Introduction

Gliomas are the most common primary brain tumor and result in over 15,000 deaths a year in the United States alone1. These tumors are often initially discovered as slow-growing low-grade gliomas (Grade II gliomas)2,3. However, inevitably these tumors undergo a transformation into faster growing more aggressive higher-grade tumors (Grade III and Grade IV gliomas). Following diagnosis, standard clinical management includes maximal safe resection and adjuvant treatment (chemotherapy and radiation)1,3,4,5. This often leads to a period of clinical stability where there is no visible tumor on serial MRI scans. However, the tumors inevitably recur. While primary grade IV gliomas (i.e. glioblastomas) can have periods of stability following resection and adjuvant therapy, once they recur, recurrent glioblastomas are typically treatment resistant and clinical stability is rare6,7. Whether this is due to a natural progression of the tumor or as a response to typically used DNA-damaging therapies (radiation and chemotherapy) is being investigated8.

The transformation from a normal cell to a low-grade glioma and eventually a high-grade glioma involves the dysregulation of many gene pathways and cellular processes9,10. Much attention has been paid to deletions (e.g. PTEN11,12, p5313, 1p/19q14,15) and amplifications (EGFR16, MYC17) of specific gene regions that are frequently encountered in these tumors. However, there is a similar and equally important pathology in the epigenetic dysregulation of these gene pathways that has received less attention. A thorough exploration of the epigenetic landscape of these tumors may lead to the discovery of additional important biomarkers.

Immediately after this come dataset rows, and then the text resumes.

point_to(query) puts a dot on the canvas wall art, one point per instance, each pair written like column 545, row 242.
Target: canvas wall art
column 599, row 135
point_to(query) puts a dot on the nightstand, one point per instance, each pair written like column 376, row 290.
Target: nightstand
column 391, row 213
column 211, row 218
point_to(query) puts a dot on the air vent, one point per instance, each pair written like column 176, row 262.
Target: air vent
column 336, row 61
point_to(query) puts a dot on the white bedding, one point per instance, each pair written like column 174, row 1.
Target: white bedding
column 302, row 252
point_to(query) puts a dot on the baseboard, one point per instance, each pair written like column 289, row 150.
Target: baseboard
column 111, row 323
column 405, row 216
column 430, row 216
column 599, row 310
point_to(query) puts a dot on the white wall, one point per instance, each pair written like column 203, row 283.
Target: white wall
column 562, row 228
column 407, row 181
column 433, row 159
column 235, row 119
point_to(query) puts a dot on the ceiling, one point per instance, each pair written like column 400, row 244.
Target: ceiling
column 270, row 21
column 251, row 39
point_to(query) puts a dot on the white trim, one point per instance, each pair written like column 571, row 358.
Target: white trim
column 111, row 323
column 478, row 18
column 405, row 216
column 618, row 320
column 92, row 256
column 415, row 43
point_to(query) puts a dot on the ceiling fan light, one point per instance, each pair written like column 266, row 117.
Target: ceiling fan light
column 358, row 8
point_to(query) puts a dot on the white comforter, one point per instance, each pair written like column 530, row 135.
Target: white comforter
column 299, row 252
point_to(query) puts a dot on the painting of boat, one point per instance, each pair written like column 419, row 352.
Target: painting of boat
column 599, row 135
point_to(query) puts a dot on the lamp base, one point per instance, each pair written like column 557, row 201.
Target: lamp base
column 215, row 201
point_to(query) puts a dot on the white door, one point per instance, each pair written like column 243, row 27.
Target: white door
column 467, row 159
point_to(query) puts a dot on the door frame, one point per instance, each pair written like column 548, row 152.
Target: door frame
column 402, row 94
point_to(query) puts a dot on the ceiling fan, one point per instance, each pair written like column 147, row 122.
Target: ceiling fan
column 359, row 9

The discovery of the IDH1 mutation (frequently found in low-grade gliomas and secondary high-grade gliomas) has brought additional focus and attention to the problem of epigenetic dysregulation in gliomas. The presumed mechanism of the IDH1 mutation is to methylate cytosine nucleotides in DNA and induce a more closed inaccessible DNA chromatin with subsequent gene down-regulation18,19,20 however atac-seq data on IDH1 mutant glioma samples is limited.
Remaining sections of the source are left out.